Era uma vez o Itaquerão?
Colocar um nome na ponta da língua do torcedor, pelo que a história mostra, não é exatamente uma questão de negociação
07/09/2020 11h00
Se você gosta de futebol e nunca leu algo escrito por Mário Filho a respeito do jogo de bola não tem ideia do que está perdendo. Sou suspeito para falar pois chego a gostar mais dele do que do irmão, Nelson Rodrigues. Não me entendam mal. Tenho Nelson em altíssima conta. Mas tomarei a liberdade até de brincar um pouco com o tema. Vira e mexe alguém lembra que Nelson não enxergava bem. Pois Mário enxergava muito. Cada mínimo movimento. O que pode ser facilmente percebido com a leitura de um texto escrito por ele sobre Telê Santana. Linhas em que Mário o define como sendo o ponteiro dos segundos, jamais o das horas. Isso em virtude do jeito de Telê se movimentar em campo, de estar em todo canto do gramado. Sem nem sempre ser percebido. Portanto, não poderia haver injustiça maior do que subtrair do estádio mais importante do nosso país o nome dele. Subtrair é figura de linguagem, seu nome está lá estampado em letras enormes. Mas só os mal arrazoados podem crer que se trata de tema sobre o qual alguém deva ou possa legislar. O Mário Filho é o Maracanã, e ponto.

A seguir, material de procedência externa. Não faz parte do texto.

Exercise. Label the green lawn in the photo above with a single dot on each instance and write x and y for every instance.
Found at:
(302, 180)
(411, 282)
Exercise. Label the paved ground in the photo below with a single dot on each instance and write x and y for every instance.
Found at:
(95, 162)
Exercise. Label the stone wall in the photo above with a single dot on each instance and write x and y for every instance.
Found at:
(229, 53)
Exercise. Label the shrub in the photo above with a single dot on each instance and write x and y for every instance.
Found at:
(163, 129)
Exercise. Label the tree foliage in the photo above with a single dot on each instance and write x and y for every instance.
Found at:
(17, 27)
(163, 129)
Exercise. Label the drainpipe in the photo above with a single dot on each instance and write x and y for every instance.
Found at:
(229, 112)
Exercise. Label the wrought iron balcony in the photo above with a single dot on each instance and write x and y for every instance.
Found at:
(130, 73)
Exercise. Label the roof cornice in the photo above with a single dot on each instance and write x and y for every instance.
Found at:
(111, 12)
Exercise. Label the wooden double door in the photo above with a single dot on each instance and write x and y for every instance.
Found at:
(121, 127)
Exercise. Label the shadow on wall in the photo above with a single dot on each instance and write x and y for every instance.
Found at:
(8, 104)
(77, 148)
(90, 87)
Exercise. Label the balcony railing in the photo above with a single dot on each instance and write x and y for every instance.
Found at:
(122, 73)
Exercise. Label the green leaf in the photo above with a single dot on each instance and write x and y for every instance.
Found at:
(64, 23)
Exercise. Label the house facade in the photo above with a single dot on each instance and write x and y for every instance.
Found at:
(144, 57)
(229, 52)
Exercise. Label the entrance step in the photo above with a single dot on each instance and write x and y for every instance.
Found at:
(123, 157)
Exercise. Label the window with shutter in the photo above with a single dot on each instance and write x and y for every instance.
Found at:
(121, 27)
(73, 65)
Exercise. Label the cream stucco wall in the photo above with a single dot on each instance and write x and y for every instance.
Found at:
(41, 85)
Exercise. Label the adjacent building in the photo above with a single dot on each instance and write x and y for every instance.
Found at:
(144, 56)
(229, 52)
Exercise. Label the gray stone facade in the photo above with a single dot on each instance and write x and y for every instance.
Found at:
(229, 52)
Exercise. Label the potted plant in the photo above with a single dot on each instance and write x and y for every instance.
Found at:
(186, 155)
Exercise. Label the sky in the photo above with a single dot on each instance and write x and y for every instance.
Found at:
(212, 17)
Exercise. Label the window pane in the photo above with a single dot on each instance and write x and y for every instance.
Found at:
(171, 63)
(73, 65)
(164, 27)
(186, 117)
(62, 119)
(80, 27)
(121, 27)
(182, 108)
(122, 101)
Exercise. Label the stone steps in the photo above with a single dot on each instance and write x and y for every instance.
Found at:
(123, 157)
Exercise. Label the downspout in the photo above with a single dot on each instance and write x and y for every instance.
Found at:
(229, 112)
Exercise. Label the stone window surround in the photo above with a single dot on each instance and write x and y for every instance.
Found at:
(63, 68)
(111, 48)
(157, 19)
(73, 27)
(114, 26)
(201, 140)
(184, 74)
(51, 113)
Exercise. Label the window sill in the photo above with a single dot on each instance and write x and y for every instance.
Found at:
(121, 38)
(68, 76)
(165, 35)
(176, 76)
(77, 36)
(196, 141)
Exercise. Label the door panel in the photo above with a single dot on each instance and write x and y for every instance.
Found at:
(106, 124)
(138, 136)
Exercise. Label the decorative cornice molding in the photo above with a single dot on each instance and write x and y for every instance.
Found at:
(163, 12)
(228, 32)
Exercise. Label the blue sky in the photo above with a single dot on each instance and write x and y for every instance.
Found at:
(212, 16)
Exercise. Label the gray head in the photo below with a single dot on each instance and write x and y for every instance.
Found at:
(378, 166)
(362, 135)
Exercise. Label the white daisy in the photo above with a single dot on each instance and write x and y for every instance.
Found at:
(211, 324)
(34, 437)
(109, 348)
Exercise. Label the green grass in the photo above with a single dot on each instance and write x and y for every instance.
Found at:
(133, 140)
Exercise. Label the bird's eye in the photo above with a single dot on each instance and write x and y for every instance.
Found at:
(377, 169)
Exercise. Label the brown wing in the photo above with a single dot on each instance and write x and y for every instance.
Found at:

Essa questão do nome sempre foi um fantasma que rondou o novo estádio corintiano. O que se fez ainda maior pelo fato de o atual presidente do clube ter se mostrado desde sempre incomodado com a alcunha: Itaquerão. Eis que dias atrás, enfim, o Corinthians anunciou quem dará nome ao tal. Um patrocinador, óbvio. Poderia ser o fim de uma novela mas tem tudo pra ser o início de uma nova temporada dela. Isso porque talvez não seja tarefa fácil convencer os interessados por futebol desse nome de batismo. A coisa se arrastou por mais de meia década, o que certamente serviu para sedimentar na cabeça dos torcedores o apelido. Os desgostosos com esse nome, Itaquerão, que se preparem para a possibilidade. Nesse sentido sempre considerei uma ótima sacada do Palmeiras a escolha do nome Allianz Parque, o que de certa forma o ligou ao antigo estádio alviverde. Ainda que o nome oficial do Parque Antártica fosse Estádio Palestra Itália. Sem contar que houve na época uma votação para a escolha do nome. O que, querendo ou não, sempre provoca algum envolvimento do interessados.
Quantas vezes aquele seu amigo torcedor do São Paulo lhe disse que iria ver um jogo no Cícero Pompeu de Toledo? Ele diz que vai é no Morumbi e acabou. Mesmo que os rivais gostem de lembrar que o estádio fica na verdade é no Jardim Leonor. Trago comigo a convicção de que o grande Mário Filho, conhecendo o futebol como conhecia, jamais se sentiria desrespeitado ao ver, ouvir, seu nome substituído por Maracanã. Saberia que é do jogo. Fazer com que um estádio passe a ser chamado assim ou assado pode ser uma questão de negociação, quando se trata de veículos de comunicação. Mas colocar um nome na ponta da língua do torcedor, pelo que a história mostra, não é exatamente uma questão de negociação. Muito menos de imposição.
Vladir Lemos é jornalista, apresentador Revista do Esporte e diretor de Esporte da TV Cultura.